Another quick and easy workout for the commuter is to do steering wheel push-ups! Doing push-ups while you sit in traffic might sound weird, but it works your arms and you’ll be productive while you wait! Put your hands at 10 and 2 o’clock on the wheel and flex both of your entire arms. Next, pull yourself towards the wheel for 3 counts and push yourself away for 3 counts. Give yourself a break and repeat 10 times.
A fabulous way to firm up the backs of your arms is to do tricep dips! If you have some extra time while you’re waiting for laundry or you have some downtime in your cubicle, grab a chair and work it! Position your hands on a chair or bench shoulder-width apart. Next, position yourself in front of the chair or bench with your legs bent and feet placed about hip-width apart on the floor. Slowly bend at your elbows and lower your upper body to the floor until both arms are at about a 90 degree angle. Make sure you keep your back close to the chair as you do this. Lastly, slowly press off with the hands and push yourself back to the starting position. Repeat 10-20 times.
Lunges are one of my least favorite workout moves. If you can believe it, I would actually prefer doing crunches for the rest of my life than doing lunges! But for those who are tougher than I and like this challenging exercise, it’s one of the best ways to tone your legs and backside. Try working some lunges in while getting ready in the morning or anytime you have some moments to spare! With your upper body straight and core tightened, step forward with one leg. Lower your hips until both of your knees are bent at a 90 degree angle. Ensure your front knee is not extended past your toe and your other knee isn’t on the floor. Keep the weight on your heels as you push yourself back up to the starting position.
Another way to easily exercise during the day is to replace your desk chair with a stability ball.

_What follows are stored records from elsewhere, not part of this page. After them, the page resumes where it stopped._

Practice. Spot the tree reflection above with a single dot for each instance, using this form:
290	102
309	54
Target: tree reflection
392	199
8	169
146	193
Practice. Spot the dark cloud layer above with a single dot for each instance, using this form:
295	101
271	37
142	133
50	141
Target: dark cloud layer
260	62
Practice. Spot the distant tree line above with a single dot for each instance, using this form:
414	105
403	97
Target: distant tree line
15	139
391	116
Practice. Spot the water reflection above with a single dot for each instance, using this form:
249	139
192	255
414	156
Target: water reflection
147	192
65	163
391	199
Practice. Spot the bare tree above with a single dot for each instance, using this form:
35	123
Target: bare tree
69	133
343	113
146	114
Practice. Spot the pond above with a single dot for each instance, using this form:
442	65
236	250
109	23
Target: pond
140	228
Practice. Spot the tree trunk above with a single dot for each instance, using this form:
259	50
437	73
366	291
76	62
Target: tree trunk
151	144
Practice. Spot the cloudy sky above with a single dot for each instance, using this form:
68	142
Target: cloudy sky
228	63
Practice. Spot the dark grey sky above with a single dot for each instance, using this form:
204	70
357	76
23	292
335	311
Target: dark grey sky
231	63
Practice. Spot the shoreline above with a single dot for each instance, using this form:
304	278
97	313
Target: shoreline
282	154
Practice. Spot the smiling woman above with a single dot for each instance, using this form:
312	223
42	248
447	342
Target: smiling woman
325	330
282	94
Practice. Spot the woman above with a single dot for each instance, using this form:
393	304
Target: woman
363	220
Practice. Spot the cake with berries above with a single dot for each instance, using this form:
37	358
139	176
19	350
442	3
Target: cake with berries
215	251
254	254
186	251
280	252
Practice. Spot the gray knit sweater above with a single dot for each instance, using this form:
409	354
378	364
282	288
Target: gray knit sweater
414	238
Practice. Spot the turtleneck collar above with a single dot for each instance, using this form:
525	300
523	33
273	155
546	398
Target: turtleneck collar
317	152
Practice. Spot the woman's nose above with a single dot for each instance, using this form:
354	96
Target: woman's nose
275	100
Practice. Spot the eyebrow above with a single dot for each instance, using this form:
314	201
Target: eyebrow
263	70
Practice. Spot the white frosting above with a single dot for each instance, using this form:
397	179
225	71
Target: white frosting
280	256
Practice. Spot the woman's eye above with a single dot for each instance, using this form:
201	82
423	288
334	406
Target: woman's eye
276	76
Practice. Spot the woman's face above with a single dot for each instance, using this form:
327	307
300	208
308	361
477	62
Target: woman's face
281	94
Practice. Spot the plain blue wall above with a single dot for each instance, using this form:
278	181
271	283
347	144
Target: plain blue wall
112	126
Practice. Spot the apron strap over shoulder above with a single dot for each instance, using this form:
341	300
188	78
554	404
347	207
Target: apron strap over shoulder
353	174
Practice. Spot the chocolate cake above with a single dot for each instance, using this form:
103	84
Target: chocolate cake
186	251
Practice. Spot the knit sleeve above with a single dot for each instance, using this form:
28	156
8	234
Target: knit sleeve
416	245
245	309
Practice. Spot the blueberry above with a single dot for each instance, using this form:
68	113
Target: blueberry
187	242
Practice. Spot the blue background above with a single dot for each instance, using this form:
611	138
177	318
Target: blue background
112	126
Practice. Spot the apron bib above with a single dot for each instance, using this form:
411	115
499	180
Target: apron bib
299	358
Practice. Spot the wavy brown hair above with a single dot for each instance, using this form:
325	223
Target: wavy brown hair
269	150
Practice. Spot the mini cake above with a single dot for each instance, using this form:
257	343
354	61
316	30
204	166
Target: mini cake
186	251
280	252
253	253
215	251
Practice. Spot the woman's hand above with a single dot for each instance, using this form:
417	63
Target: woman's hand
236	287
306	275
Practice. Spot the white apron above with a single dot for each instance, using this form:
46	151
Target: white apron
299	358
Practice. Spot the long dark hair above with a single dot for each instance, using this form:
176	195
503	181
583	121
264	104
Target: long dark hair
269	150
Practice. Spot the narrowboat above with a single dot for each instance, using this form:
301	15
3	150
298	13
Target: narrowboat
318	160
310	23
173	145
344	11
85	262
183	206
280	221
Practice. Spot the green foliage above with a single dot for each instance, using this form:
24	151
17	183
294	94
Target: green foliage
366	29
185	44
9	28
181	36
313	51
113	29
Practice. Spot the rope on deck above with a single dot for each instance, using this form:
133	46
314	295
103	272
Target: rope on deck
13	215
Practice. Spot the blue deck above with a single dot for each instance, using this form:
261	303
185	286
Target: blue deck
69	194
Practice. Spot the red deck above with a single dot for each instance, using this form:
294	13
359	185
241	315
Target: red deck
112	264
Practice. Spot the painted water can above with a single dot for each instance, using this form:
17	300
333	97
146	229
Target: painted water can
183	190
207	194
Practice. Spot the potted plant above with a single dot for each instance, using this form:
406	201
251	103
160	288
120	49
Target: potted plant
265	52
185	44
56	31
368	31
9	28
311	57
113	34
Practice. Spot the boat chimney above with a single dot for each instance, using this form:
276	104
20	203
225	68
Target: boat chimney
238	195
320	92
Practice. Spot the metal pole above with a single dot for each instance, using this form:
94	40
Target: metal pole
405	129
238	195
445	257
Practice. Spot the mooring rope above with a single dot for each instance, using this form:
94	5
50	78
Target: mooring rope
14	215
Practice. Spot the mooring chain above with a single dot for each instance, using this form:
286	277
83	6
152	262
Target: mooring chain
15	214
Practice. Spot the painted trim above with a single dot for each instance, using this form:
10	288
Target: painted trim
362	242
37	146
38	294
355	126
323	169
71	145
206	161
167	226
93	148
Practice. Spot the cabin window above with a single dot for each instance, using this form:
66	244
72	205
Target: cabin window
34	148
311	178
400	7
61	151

Sitting down on a big ball might not seem like much of a workout but it actually does more than you think! Sitting on a stability ball helps strengthen your core, improves your posture and decreases the effects of sitting for long periods. Sitting for hours on end is bad news for your health and the stability ball helps you change positions throughout the day, which actually ends up burning some extra calories! Score!
If the only time you really have to workout is during your lunch hour, take advantage! Use some of that hour to hit your local gym, hop on the treadmill at home or take the kiddos out for a walk. If you’re worried about getting sweaty and having to shower and get ready again, go for something low-impact or simply go for a short stroll around the block or the building!
Even if you can’t set aside time to go to the gym, there are plenty of ways you can sneak in some exercises throughout the day to burn calories! Splitting up your workout time doesn’t mean you’re doing any less work or burning less calories or fat. How do you prefer to work out, all at once or split it up?